Not everyone reads the year's numbers as good news. Many foreign economists say the Tokyo market is overpriced and they play down its worldwide importance. They say European markets still follow New York, as they did during the October drop, though Tokyo is admired for its resilience.
Analysts credit affluent investors, a shortage of traded shares due to Japan's interlocking companies, fairly stable foreign exchange and interest rates, and widely used index-linked buying for Tokyo's steady rise.
Political events such as the opening of the Berlin Wall also have fueled optimism in Japan, whose economic power could be further enhanced by the growth of consumer economies in Eastern Europe.

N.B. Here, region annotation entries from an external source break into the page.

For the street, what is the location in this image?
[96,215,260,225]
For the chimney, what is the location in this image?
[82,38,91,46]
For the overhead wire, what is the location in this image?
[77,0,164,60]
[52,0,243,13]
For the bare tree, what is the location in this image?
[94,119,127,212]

In addition, the Tokyo market tends to rise at the end of every year as dealers create momentum to get the New Year off on the right foot.
''Participants are reacting in anticipation of future trends in the world, instead of trading restlessly, watching economic fundamentals and indicators on a day-to-day basis,'' said Masahiro Umemori, an analyst with Normura Securities Co.
Added Maeda: ''The recent quick rises in share prices made investors impatient and feel obliged to buy so that they won't miss the bus.''
Kazuyuki Suzuki, a dealer with Daiwa Securities Co., said the Nikkei picked up speed when the Berlin Wall was opened in early November.
''The index has been rising overwhelmingly fast since then, although nothing in the economy has changed, except for investors' expectations for more business opportunities in eastern Europe,'' he said.
Others said recent statements in Washington that the United States may cut defense spending because of easing East-West tensions has boosted the Nikkei.
In Tokyo, only about 25 percent of the total number of stocks are traded on the market, while the rest are held by business alliances among companies and never offered for sale.
Rinichi Kozaki, chairman of Toyo Trust Investment Management Co., said the practice magnifies share-price rises because a lot of money is chasing the small number of shares that actually change hands.
Dealers said index-linked buying - which has been blamed for causing turmoil in the U.S. stock market - has enabled a few rich institutional investors to push up the Japan market's direction.
Individual investors accounted for 31.6 percent of trading in November, while corporate investors had the rest, according to Tokyo Stock Exchange statistics.
Thanks in part to the increased value of the yen since 1985, the Tokyo exchange has become the world's largest in terms of the value of listed companies. The total value is about $4 trillion, compared with about $3 trillion for New York Stock Exchange-listed companies.